Most people understand that if they want to sell their house, then in order to get the best sale price, a lot of work that needs to be done before it’s listed on the market. Maybe the house needs a new roof, a fresh coat of paint, or at the very least a good de-cluttering and staging. A business is no different. If you ever anticipate selling your business, you will have to do some work in order to make it look as attractive as possible to potential buyers.
- Clean the Financial Statements. The financial statements are the primary tool used to evaluate a business and its viability as a going concern. Most closely-held or family businesses may have financial statement items that should be “cleaned up” before they are presented to a potential buyers. For instance, a buyer doesn’t want your vacation home on the balance sheet, or the excess payroll for your family members “working” for you. Buyers want financial statements that are accurate, correct, and reflect only the business they are interested in buying.
- Develop Your Management Team. While your business may be successful, is it solely dependent on you? If something happens to you, will the business suffer? Do you hold all the know-how and the business relationships? If so, you will need to work on making the business self-sustaining with key management that not only will “mind the store,” but also grow the business. A good test is to ask yourself what would happen to the business if you left for 1 or 2 months. Would it be a disaster, or would it thrive?

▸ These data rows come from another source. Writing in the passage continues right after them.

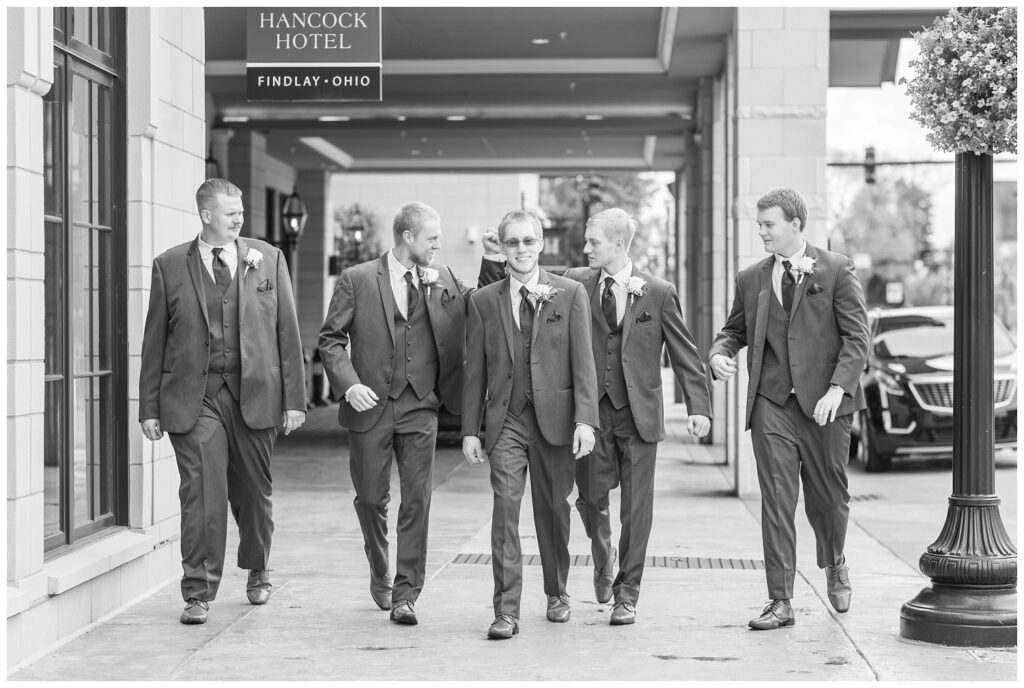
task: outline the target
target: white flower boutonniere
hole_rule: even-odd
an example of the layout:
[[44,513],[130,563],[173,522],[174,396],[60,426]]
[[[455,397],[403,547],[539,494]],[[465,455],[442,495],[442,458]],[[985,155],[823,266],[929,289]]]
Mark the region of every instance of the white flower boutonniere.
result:
[[647,280],[641,277],[630,277],[626,284],[626,293],[629,294],[630,302],[643,296],[645,289],[647,289]]
[[420,268],[420,282],[422,282],[424,286],[432,286],[440,276],[441,275],[438,274],[437,270],[433,268]]
[[560,291],[562,290],[552,287],[550,284],[538,284],[530,293],[533,294],[533,298],[537,303],[547,303]]
[[259,270],[260,265],[263,263],[263,254],[254,248],[249,249],[245,252],[245,270],[242,272],[244,278],[249,274],[249,268]]
[[811,258],[810,256],[804,256],[803,258],[800,259],[800,262],[797,263],[796,266],[796,272],[798,275],[798,277],[796,278],[797,284],[803,282],[804,277],[806,277],[807,275],[814,274],[814,263],[814,258]]

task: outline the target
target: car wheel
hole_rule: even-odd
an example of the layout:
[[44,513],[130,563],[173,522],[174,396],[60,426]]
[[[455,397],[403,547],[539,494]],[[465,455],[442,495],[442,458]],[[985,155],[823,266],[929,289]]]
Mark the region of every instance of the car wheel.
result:
[[866,411],[860,414],[860,458],[864,461],[864,470],[868,473],[885,473],[892,469],[892,454],[878,450],[875,441],[875,430],[871,418]]
[[861,441],[860,416],[859,413],[853,414],[853,420],[850,423],[850,461],[864,460],[861,451],[864,443]]

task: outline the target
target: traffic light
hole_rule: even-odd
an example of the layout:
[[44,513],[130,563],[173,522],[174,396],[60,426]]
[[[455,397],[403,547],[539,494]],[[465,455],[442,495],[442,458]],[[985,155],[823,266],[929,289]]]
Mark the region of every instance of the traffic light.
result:
[[875,147],[868,146],[864,149],[864,183],[875,183]]

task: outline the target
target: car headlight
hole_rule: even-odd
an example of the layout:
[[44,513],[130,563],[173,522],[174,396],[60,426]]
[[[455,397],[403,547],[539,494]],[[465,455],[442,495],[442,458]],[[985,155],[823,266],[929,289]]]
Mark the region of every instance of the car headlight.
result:
[[878,381],[878,385],[885,390],[886,394],[897,397],[903,396],[903,388],[900,387],[899,380],[884,370],[875,371],[875,380]]

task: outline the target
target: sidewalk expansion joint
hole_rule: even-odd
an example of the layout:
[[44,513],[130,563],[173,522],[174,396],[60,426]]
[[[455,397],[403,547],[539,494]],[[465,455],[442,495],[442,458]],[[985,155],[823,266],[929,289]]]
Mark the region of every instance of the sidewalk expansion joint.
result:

- Document Processes. Your business has becomes a success due, in part, by the processes and systems you have put in place to make the business as lean and efficient as possible. If you are the only one who knows these processes, they will do no good when the business in sold and you are no longer involved. A buyer will pay a premium for a business that is turnkey
- Re-evaluate Expenses. When buyers assess the value of a business, the general starting place is EBITDA. EBITDA stands for Earnings Before Interest, Taxes, Depreciation, and Amortization, and is a decent measure of the strength of any given business. For instance, businesses being sold in your industry might be selling for 5x EBITDA, or maybe it’s just 1.5x EBITDA. These multiples vary by industry, however, in general the higher the EBITDA, the better the business will look to a potential buyer. Therefore, it is critical to consistently evaluate operating expenses with an eye towards continuously increasing EBITDA.
With a little bit of strategic planning and foresight, you can position your business to achieve the highest possible purchase price.